We report on the implications for cosmic inflation of the 2018 Release of the Planck CMB anisotropy measurements. The results are fully consistent with the two previous Planck cosmological releases, but have smaller uncertainties thanks to improvements in the characterization of polarization at low and high multipoles. Planck temperature, polarization, and lensing data determine the spectral index of scalar perturbations to be $n_\mathrm{s}=0.9649\pm 0.0042$ at 68% CL and show no evidence for a scale dependence of $n_\mathrm{s}.$ Spatial flatness is confirmed at a precision of 0.4% at 95% CL with the combination with BAO data. The Planck 95% CL upper limit on the tensor-to-scalar ratio, $r_{0.002}<0.10$, is further tightened by combining with the BICEP2/Keck Array BK15 data to obtain $r_{0.002}<0.056$. In the framework of single-field inflationary models with Einstein gravity, these results imply that: (a) slow-roll models with a concave potential, $V" (φ) < 0,$ are increasingly favoured by the data; and (b) two different methods for reconstructing the inflaton potential find no evidence for dynamics beyond slow roll.

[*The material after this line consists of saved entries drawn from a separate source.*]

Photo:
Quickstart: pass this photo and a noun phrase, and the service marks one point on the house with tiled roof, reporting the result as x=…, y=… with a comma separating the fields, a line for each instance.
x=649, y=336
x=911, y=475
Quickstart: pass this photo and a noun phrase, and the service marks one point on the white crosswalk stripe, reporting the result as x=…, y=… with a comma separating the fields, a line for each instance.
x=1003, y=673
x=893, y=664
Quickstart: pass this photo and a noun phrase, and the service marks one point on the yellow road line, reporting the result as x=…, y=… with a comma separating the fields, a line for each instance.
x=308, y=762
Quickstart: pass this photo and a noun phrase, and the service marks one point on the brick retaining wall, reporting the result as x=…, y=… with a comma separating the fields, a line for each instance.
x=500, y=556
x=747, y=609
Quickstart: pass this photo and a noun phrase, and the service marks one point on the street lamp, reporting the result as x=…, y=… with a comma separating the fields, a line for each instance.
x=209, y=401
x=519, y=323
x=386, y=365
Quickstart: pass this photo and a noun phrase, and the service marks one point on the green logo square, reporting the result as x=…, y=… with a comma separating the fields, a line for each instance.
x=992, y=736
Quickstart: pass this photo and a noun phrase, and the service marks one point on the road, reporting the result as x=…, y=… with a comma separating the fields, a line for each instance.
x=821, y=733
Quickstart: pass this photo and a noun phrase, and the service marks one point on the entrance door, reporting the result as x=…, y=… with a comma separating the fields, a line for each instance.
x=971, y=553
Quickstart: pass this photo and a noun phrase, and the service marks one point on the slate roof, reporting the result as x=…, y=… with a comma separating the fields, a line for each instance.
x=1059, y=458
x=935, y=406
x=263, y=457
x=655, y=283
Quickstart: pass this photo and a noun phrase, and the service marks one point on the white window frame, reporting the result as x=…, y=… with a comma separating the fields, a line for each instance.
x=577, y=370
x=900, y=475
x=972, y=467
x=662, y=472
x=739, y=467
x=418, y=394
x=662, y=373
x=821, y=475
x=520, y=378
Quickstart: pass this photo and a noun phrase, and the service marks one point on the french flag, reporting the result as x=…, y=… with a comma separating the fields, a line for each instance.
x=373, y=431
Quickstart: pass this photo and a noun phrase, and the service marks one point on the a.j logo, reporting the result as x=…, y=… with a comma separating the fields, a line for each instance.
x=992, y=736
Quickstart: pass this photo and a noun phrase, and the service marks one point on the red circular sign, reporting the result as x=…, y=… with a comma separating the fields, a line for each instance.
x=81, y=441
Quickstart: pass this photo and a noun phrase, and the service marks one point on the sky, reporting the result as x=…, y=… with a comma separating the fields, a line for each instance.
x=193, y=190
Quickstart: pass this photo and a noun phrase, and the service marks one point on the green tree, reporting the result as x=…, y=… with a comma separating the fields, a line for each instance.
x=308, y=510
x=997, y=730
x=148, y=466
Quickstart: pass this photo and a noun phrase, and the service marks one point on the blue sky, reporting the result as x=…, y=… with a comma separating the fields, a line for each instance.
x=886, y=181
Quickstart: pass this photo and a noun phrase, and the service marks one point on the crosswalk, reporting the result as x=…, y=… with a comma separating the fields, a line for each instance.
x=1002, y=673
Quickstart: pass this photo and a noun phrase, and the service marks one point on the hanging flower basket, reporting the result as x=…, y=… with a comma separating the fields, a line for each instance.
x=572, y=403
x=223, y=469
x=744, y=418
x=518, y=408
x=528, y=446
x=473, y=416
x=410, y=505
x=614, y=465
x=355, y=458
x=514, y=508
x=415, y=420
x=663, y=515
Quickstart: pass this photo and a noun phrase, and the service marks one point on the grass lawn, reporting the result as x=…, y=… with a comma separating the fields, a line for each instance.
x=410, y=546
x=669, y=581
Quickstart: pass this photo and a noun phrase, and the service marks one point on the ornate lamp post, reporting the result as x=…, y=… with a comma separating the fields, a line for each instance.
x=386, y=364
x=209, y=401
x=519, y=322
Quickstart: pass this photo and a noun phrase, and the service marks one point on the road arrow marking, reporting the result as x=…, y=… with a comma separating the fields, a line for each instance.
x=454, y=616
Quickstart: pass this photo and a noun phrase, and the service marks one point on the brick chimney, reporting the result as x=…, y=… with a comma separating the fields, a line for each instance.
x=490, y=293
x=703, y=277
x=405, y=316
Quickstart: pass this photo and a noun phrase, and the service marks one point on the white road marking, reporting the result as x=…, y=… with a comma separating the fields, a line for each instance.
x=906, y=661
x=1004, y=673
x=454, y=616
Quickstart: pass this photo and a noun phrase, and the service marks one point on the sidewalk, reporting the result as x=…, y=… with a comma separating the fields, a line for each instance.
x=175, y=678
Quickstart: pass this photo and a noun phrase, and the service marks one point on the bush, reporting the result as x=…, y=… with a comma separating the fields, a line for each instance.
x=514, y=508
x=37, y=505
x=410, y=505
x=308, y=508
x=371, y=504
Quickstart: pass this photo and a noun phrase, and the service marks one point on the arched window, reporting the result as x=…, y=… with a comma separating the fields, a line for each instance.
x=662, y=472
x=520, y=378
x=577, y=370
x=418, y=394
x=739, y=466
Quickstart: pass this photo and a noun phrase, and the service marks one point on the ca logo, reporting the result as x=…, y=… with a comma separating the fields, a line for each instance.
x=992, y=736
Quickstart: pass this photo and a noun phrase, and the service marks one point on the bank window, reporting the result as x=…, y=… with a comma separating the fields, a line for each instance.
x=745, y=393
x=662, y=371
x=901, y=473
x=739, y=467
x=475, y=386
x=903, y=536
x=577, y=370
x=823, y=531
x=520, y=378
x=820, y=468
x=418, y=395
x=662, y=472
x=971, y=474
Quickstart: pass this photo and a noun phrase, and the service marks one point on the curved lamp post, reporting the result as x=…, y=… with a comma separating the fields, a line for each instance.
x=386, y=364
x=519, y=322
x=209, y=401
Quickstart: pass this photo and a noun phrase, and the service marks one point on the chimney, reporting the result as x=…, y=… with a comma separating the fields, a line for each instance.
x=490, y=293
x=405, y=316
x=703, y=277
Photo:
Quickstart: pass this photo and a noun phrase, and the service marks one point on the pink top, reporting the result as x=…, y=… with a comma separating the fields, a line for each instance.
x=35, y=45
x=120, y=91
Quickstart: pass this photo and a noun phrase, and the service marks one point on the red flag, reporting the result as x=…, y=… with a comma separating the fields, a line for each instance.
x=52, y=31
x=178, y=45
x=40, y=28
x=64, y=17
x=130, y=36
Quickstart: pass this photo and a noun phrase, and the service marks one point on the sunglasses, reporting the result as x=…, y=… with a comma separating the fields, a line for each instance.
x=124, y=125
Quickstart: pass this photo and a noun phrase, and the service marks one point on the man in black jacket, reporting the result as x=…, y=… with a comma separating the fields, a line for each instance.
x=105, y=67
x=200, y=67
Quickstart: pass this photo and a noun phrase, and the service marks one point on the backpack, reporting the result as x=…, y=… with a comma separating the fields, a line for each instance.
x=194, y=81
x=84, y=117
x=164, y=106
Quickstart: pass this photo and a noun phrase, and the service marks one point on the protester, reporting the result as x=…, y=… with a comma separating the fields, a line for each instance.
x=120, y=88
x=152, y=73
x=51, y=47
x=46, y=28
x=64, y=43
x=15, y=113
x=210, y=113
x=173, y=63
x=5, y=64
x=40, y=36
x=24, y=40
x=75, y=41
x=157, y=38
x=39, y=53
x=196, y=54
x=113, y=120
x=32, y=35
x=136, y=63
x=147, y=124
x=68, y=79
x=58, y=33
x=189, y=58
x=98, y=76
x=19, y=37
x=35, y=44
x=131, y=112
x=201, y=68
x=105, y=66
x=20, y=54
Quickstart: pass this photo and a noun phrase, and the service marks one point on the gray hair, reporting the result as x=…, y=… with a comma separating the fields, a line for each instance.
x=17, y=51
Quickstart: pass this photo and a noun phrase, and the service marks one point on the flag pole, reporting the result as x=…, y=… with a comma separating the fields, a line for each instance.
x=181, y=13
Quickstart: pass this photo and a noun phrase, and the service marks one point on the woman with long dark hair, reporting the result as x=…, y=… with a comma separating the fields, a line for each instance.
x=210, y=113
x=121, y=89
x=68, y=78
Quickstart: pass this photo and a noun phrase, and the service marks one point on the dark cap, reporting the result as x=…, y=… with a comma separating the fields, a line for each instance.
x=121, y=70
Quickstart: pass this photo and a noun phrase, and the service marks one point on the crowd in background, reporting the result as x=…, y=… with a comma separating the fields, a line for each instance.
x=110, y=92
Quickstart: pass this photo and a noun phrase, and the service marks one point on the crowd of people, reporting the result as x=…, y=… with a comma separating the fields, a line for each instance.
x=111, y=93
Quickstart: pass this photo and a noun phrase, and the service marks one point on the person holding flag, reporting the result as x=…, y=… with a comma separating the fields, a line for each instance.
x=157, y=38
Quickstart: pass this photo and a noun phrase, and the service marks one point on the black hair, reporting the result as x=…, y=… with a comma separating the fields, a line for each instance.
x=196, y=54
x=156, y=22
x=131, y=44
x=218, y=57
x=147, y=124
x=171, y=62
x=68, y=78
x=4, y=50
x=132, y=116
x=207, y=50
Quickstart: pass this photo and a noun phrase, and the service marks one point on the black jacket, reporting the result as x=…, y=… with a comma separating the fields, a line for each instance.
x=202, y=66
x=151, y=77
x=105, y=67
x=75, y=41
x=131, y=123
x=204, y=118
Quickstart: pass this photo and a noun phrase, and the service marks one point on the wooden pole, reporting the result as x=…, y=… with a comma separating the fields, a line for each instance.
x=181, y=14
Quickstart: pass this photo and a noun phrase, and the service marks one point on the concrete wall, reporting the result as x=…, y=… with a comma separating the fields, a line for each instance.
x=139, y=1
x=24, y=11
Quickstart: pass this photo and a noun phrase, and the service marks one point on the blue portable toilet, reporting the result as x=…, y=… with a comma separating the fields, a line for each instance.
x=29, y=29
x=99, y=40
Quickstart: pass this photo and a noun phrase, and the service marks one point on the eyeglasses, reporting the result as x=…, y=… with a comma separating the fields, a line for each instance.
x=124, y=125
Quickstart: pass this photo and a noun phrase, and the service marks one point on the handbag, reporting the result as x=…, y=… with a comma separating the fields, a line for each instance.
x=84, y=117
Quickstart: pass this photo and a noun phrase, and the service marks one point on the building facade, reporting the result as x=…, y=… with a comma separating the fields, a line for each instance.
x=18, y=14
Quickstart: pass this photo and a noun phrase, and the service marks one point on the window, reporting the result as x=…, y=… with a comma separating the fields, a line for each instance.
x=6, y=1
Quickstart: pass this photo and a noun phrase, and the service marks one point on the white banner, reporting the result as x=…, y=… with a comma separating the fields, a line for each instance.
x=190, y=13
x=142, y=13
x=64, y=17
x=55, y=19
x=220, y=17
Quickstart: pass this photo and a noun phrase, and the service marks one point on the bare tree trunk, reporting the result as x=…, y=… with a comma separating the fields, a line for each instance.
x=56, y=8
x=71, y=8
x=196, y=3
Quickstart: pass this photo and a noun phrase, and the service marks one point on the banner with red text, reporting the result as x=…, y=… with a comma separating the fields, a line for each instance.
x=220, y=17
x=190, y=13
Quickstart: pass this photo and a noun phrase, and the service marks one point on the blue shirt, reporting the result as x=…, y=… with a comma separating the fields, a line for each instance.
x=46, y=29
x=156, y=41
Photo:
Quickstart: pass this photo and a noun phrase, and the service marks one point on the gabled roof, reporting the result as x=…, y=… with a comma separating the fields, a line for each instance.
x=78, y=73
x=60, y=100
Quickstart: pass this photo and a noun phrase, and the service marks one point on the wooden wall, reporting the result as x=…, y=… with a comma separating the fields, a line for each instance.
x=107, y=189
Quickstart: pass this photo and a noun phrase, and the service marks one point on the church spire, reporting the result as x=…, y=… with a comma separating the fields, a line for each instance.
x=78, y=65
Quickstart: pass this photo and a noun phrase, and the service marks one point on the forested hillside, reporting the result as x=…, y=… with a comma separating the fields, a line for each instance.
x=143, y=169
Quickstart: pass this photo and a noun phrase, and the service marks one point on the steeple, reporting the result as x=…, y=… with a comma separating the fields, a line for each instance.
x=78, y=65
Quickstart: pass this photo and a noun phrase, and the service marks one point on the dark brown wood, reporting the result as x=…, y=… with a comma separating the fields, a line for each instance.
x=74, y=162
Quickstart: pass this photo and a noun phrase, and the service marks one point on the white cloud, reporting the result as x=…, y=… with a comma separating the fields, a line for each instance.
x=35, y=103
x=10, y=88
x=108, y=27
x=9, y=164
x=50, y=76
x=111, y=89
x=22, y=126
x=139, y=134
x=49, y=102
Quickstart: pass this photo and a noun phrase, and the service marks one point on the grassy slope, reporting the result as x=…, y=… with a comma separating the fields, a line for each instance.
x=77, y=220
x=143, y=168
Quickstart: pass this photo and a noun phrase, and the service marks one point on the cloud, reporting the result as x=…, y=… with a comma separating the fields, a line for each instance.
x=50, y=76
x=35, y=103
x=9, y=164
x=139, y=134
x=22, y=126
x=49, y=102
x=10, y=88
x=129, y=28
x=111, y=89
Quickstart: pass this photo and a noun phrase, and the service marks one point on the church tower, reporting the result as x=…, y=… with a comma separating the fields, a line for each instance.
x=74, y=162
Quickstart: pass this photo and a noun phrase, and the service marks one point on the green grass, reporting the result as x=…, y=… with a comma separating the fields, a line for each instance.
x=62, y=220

Non-parametric reconstructions of the primordial power spectrum consistently confirm a pure power law. A complementary analysis also finds no evidence for theoretically motivated parameterized features in the Planck power spectrum, a result further strengthened for certain oscillatory models by a new combined analysis that includes Planck bispectrum data. The new Planck polarization data provide a stringent test of the adiabaticity of the initial conditions. The polarization data also provide improved constraints on inflationary models that predict a small statistically anisotropic quadrupolar modulation of the primordial fluctuations. However, the polarization data do not confirm physical models for a scale-dependent dipolar modulation.

Figures (1)

• Figure 1: Planck 2018 CMB angular power spectra, compared with the base-$\Lambda$CDM best fit to the Planck TT,TE,EE+lowE+lensing data (blue curves). For each panel we also show the residuals with respect to this baseline best fit. Plotted are ${\cal D}_\ell=\ell(\ell+1)C_\ell/(2\pi)$ for $TT$ and $TE$, $C_\ell$ for $EE$, and $L^2 (L+1)^2 C_L^{\phi \phi}/(2\pi)$ for lensing. For $TT$, $TE$, and $EE$, the multipole range $2 \le \ell \le 29$ shows the power spectra from Commander ($TT$) and SimAll ($TE$, $EE$), while at $\ell \ge 30$ we display the co-added frequency spectra computed from the Plik cross-half-mission likelihood, with foreground and other nuisance parameters fixed to their best-fit values in the base-$\Lambda$CDM cosmology. For the Planck lensing potential angular power spectrum, we show the conservative (orange dots; used in the likelihood) and aggressive (grey dots) cases. Note some of the different horizontal and vertical scales on either side of $\ell = 30$ for the temperature and polarization spectra and residuals.